Death by denial

Think about what might be the effect of the mostly usual parenting to many, when parents often (and this includes me too) attend to our kids much more wholeheartedly in times of our kids’ own distress. Is it possible then, that many of us grow to emotionally (some might say unconsciously) interpret this as only being deserving of love and attention when we are struggling in some way, shape or form? And if many of us feel that we’re in a loveless world, not that it’s just absent but we believe that it doesn’t really exist and still crave it, will we only be left starved, as we feed from whatever substitute we can find but being substitutes, leaves us unsatisfied?

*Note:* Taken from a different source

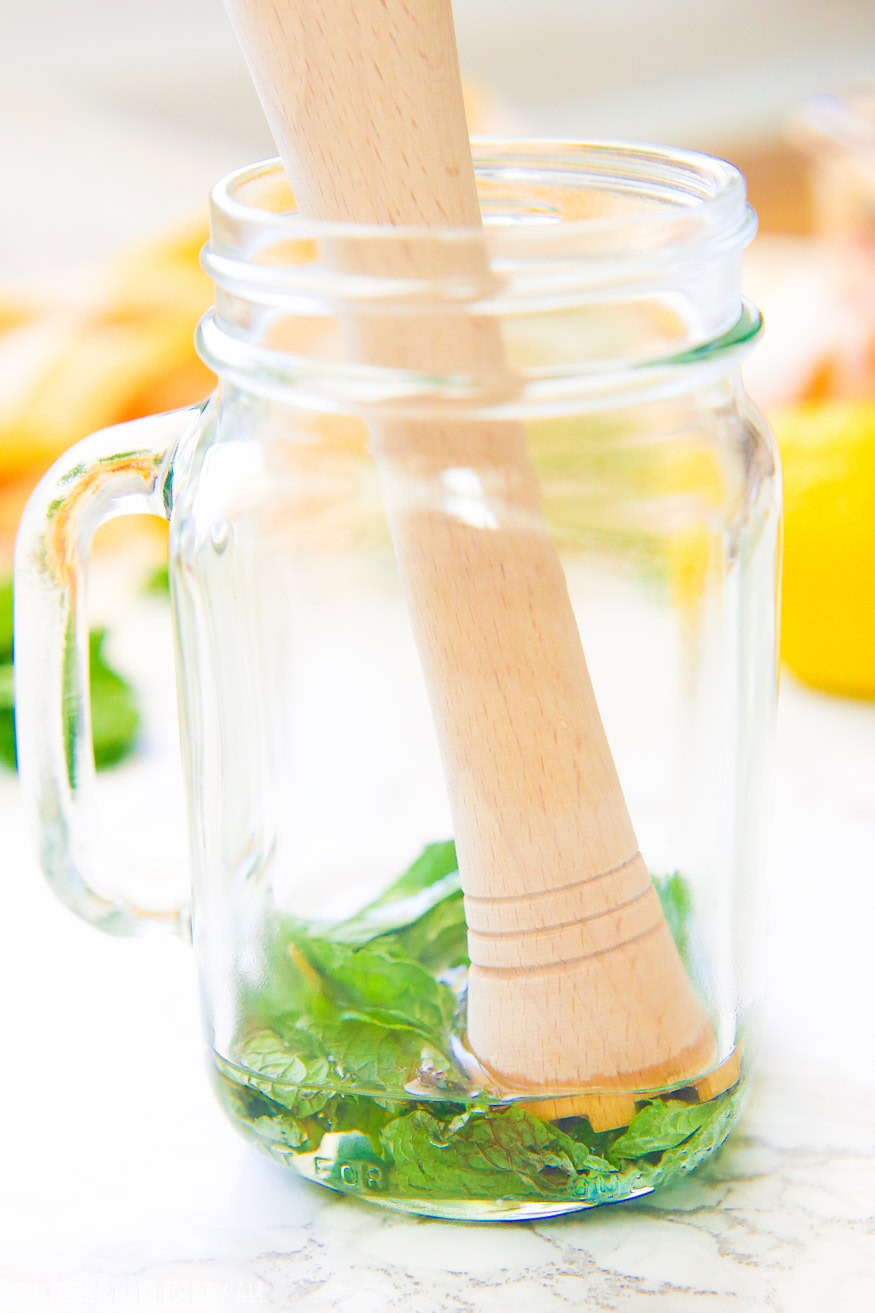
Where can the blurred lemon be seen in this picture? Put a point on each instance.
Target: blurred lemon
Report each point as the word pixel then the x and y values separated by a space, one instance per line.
pixel 828 620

But is it more than that.. could it be that the painful existence we weave for ourselves, even in our ‘normal’ states of emotional damage, is really a way of reaching for the moments we felt unabated attention, what felt like real love, the love that we don’t believe in but still crave? So is it possible then that we are slowly distressing ourselves through our own potential to create what we really want to and so we purposely feed ourselves with things of no substance, things that can never replenish us, or essentially give us life, because we’re really wanting and waiting for love that only comes to us when we are in pain, or we are in danger, or we coming too close to death?

If we are denying that we ourselves are killing ourselves off, it’s not really a presumption to say we are also denying why we are doing it too.

I know this one’s a heavy and slightly cryptic post, but it may be worth reflecting on.